Seçimlere az bir zaman kaldı. Bu satırları yazarken Erzurum’dayım. Yakın gelecekte ne olacak ve nereye gidiyoruza dair bir telaş yok şehirde. İnsanlar söylendiği gibi kararsız filan da değil. Herkes şaşırtıcı bir sükunetle sandığa gideceği günü bekliyor ve acaba kime oy versem diye kara kara düşünen kimseye rastlamadım desem yeridir.
Yaklaşık üç yıl önce Erzurum’a başkanlık sisteminin tartışıldığı bir panelde konuşmacı olmak üzere gelmiştim. O dönem yaptığımız tartışmada, kendim dahil insanların kafasının daha karışık olduğunu hatırlıyorum. Ancak şimdi gerek ülke içindeki, gerekse bölgemizdeki gelişmelere baktığımda ve tüm bunların küresel ölçekteki karşılığını anlamaya çalıştığımda, başkanlık sisteminin daha elzem olduğunu görüyorum.

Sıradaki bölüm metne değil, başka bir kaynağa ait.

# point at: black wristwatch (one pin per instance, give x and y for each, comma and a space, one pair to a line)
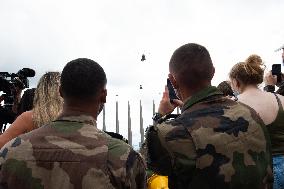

Daha önce de yazmıştım. Bir kez daha vurgulamak istiyorum. Başkanlık sistemini Cumhurbaşkanı Tayyip Erdoğan’ın kişisel arayışı ve güç kazanma denemesi olarak görmenin hiçbir karşılığı yok. Gayet açık ki Erdoğan, şu anda sistemde çok güçlü bir aktör. Arkasında bıraktığı üç dönemlik iktidarın artılarının yanı sıra, geleceğe dair vizyonuyla da toplum nezdinde muazzam bir karşılığa sahip.
Ancak bir noktayı nedense sürekli unutuyoruz. İnşa zor, yıkmak kolay. Erdoğan, belki de İstanbul Büyükşehir Belediye Başkanlığı itibarıyla geniş karşılık bulan inşa kabiliyetiyle, daima siyasetin ve bürokrasinin önünde oldu. Bu önde oluşun bedelini de önce belediye başkanlığını bırakmakla, ardından da kurucusu olduğu siyasi partinin ilk seçiminde liste dışı kalarak ödedi. Cezaevi ve diğer bedelleri hiç saymıyorum bile. Adalet geç de olsa tecelli etti, Erdoğan üç dönem başbakan olarak yoluna devam etti. Peki ya o kayıp dönemlerin maliyeti?
Yapılan büyük ve parlak işlere bakılarak bu üç dönemin kolay geçtiğini düşünenler, esasen yanılıyor. Kapatma davasından bir oy farkıyla kurtuldu AK Parti. 27 Nisan muhtırası hala hatırlarda. Önce Gezi, ardından 17-25 Aralık darbe girişimleri, iki önemli özellik taşıyordu. Birincisi Erdoğan’ı siyaseten tasfiye etmek. İkincisi AK Parti’nin omurgası üzerinden yeni bir siyasi hareket oluşturup, ‘haddini bilen’ bir Türkiye’ye dönmek!
Tayyip Erdoğan’sız AK Parti üzerine onlarca yazı yazdım, bunun sıradan bir tasfiye girişimi olmadığını vurguladım. Ayıptır söylemesi belki ama, bunları yazdığımda henüz paralel yapı ve benzeri alanlardaki çatışmadan neredeyse kimsenin haberi yoktu. Büyükelçiliklerde yazılan ‘Nakşilerle Nurcuların arası nasıl’ kriptoları dışında tabi.
Bu tasfiye girişimlerinin planlayıcısı olan akıl, ne paralel yapıydı, ne de kendisine AK Parti içinde istediği yeri bulamayan, bulduysa bile tasfiye olan çevrelerdi. Onların hepsi bu oyunda sadece birer piyondu ve son kullanma tarihleri geldiğinde de bir kenara atılacaklar. Şimdi de durum farklı değil.
Tüm bu süreci biz ne kadar anlatsak, sonuçta dışarıdan aktarmış oluruz. Oysa bu mücadelenin asıl aktörü Cumhurbaşkanı Erdoğan ve kafasındaki inşa sürecinin bu tür operasyonlarla nasıl geri bırakıldığını en iyi bilen de kendisi.
O nedenle başkanlık tartışmalarını Erdoğan’ın kişisel arayışları üzerinden okumak yerine, yukarıda kabaca saydığımız operasyonlar olmasaydı, Türkiye nerede olurdu sorusu üzerinden bakarsak daha anlamlı olur. Sözün özü, bu vesayet belasını kıracak yegane çözüm başkanlık. Gerisi zaman kaybı.